すごく地味な

中学生の頃の、忘れられない出来事です。

私には、家が近所のナギサという幼なじみがいました。

私もナギサも女子で、毎日いっしょに下校していました。

学校から家までは、歩いて三十分ほどの距離でした。

帰り道にはいくつもコースがあって、今日はこっち、明日はあっち、と選ぶのが日課でした。

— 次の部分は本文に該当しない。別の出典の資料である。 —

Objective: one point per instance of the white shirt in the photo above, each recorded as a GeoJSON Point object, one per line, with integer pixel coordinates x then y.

私たちは部活も同じで、その日も部活帰りに二人で歩いていました。

ナギサは、私と違って、少し慎重な性格でした。

私が「近道しよう」と言えば、「危ないよ」と止めるような子です。

でも、だからこそ、私たちは妙に気が合いました。

その日も、部活でへとへとになりながら、たわいない話をしていました。

明日の小テストのこと、好きなアイドルのこと、給食のこと。

そんな、どこにでもある中学生の会話です。

その日に限って、私たちはお寺の脇の道を選びました。

なぜその道にしたのか、今でもよく覚えていません。

ただ、なんとなく、足がそちらへ向いたのです。

あとから考えると、それも何かに呼ばれていたのかもしれません。

季節は秋で、まだ夕方と呼べる時刻のはずでした。

それなのに、あたりはもう、薄暗くなりはじめていました。

日が沈んだ直後の、空気が青く沈む時間帯です。

いわゆる、逢魔が刻というやつでしょうか。

その日は、古いお寺の脇を通る道を選びました。

べつに珍しいことではなく、よく通るコースのひとつでした。

左手には、斜面に沿って、苔むした墓石がずらりと並んでいます。

右手は、背の高い竹林で、風が吹くとさらさらと鳴っていました。

その竹の鳴る音だけが、やけに大きく響いていました。

今思えば、いつもより、人通りがまったくありませんでした。

すれ違う人も、追い越していく自転車も、一台もいなかったのです。

でも、そのときは、そんなことに気づきもしませんでした。

いつも通る道ですし、静かで気持ちのいい場所でした。

不気味だなんて、二人とも少しも思っていませんでした。

少なくとも私は、お墓だということすら意識していませんでした。

その道は、お寺の前を百メートルほど続きます。

舗装された道を、雑談しながらてくてく歩いていたときのことです。

十メートルほど先の、道の真ん中に、黒くて小さい何かがいました。

あたりはもう薄暗くて、はっきりとは見えませんでした。

私は「あ、猫がいる」と言いながら、近づいていきました。

てっきり、黒猫だと思ったのです。

地面に、ちょうどそれくらいの大きさで、かすかに動いていました。

しかも、ふわふわして見えたものですから。

猫なら、近所でもよく見かけていました。

だから、何のためらいもなく、近づいていったのです。

近づくにつれて、少しずつ、その輪郭が見えてきました。

けれど、なんだか、形がおかしいのです。

耳もなければ、しっぽもありません。

ただ、黒いものが、もぞもぞとうごめいていました。

私は舌を鳴らして、「こっちおいで」と呼びました。

しゃがもうとして、腰をかがめたそのときです。

ナギサが急に後ずさりして、「ねえ、それ、本当に猫?」と言いました。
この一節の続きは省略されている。